Politico reported on Thursday that implementation of MPP could begin in El Paso on Friday, but officials in the conference call said such plans weren’t imminent. “I would just say obviously we’re looking at El Paso but at this point in time I’m unable to tell you when we would start at that location,” another senior official said on the call, also on the condition of anonymity. Officials declined to identify other border cities being considered for what the administration initially called the “remain in Mexico” policy.

The administration began implementing the policy on a small scale in January in the San Diego-Tijuana area. The American Civil Liberties Union and other civil rights groups have filed a lawsuit in San Francisco to challenge the policy, but no hearings have been scheduled in their request for a temporary restraining order. So far the policy has only been applied to people who come to a port of entry to apply for asylum, but administration officials said Friday the policy would be expanded to people who are apprehended by Border Patrol agents as they enter illegally at places between ports of entry.

Local officials in both U.S. and Mexico border cities have said the policy could trigger a humanitarian crisis by forcing migrants onto Mexican cities that are plagued by violence and lack the infrastructure to handle tens of thousands of people seeking asylum in the United States. Officials on the call on Friday pushed back on that accusation. “We don’t want to create a situation that furthers a crisis already existing at the border. So when we look at locations and where to implement we need to ensure there is infrastructure on both sides of the border,” one of the senior administration officials said.

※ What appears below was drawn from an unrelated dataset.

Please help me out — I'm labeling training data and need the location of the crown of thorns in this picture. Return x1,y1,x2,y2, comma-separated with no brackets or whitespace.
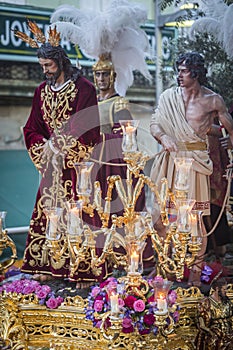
13,18,61,48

But resources in Ciudad Juárez, across the border from El Paso, already are clearly strained by hundreds if not thousands of migrants who are waiting in the city for an opportunity to go to an El Paso port of entry and apply for asylum. U.S. officials last June began strictly limiting the number of migrants allowed to proceed to an El Paso port of entry, and Mexican officials in November began handing out numbers to people waiting in Ciudad Juárez to bring some order to the process. In a recent visit to Casa del Migrante, the primary migrant shelter in Ciudad Juárez, Texas Monthly saw migrants being turned away at the gates because the facility was at capacity.

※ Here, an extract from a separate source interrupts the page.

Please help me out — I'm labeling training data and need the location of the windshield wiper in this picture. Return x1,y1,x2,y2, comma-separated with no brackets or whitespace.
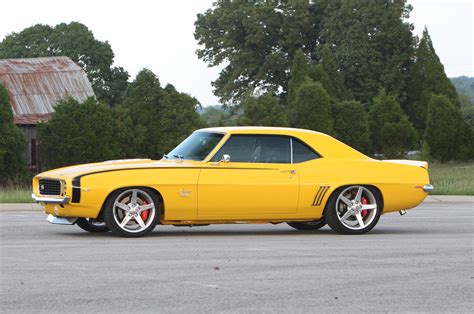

Mexican officials have said they haven’t agreed to the U.S. plan but will provide humanitarian aid if asylum seekers are sent to Mexico. The Trump administration officials on Friday reinforced that position, saying MPP “is definitely a unilateral action on the part of United States government.”

Shaw Drake, an attorney for the ACLU’s Border Rights Center in El Paso, called MPP “the single largest seismic shift in border policy ever implemented along the U.S. southern border.” He said it is the latest effort by the Trump administration to interfere with the asylum process and puts tens of thousands of vulnerable people at increased risk.

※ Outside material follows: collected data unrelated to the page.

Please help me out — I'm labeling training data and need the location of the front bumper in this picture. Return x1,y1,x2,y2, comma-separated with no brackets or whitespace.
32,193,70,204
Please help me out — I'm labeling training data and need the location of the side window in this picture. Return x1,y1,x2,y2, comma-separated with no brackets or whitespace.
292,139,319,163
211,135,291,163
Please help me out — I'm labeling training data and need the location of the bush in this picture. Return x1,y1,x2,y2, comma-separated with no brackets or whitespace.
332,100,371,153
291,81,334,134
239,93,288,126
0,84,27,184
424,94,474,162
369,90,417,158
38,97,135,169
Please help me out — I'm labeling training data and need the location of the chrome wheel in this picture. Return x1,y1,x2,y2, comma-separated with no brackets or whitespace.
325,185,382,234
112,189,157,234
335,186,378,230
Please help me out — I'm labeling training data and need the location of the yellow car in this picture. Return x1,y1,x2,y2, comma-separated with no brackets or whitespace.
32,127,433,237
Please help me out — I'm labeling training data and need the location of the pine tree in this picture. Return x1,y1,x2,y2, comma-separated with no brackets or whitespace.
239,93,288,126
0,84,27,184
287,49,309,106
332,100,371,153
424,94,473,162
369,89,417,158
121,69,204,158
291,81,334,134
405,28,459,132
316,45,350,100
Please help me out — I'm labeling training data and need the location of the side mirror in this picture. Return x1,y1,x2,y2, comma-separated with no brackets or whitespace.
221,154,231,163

“We view the MPP policy as an illegal attempt to unlawfully deny access to asylum at the U.S.-Mexico border. And any expansion of the policy only will serve just to subject more migrants to an illegal attempt by this administration to cut off access to our humanitarian legal systems,” Drake said. “We have long documented the impacts of so-called metering systems and Customs and Border Protection’s illegal rejection of asylum seekers at ports of entry across the border, and the types of violence including kidnapping, rapes, extortion, disappearances, murders faced by migrants forced to wait in Mexico due to their unlawful denial of access at ports of entry. This only foreshadows the type of dangers that await those subjected to the so-called Migrant Protection Protocols.”

In interviews at the Casa del Migrante shelter in Ciudad Juárez, migrants told Texas Monthly they had little understanding of how their asylum claims would proceed in the United States. “Nada” was the repeated answer when asked what they knew of the U.S. legal process. When a group of about 20 was asked what they had heard in their native countries about President Trump’s immigration policies, several laughed. The word muro – wall – filled the conversation. “He only talks about the wall,” one woman from Honduras said.

But as the implementation of Migrant Protection Protocols demonstrates, U.S. immigration enforcement policy is more multifaceted than a debate over barriers. The Trump administration has made clear that it views the people at Casa del Migrante and thousands of others who have fled to the U.S.-Mexico border as bent on exploiting “loopholes” in U.S. asylum laws. The administration wants them returned home. “I have faith and trust God that it’s not going to happen, especially since all I’ve been through,” a woman from Honduras told Texas Monthly at the shelter. “It’s really hard to be here. I have cried a lot and suffered from the journey.”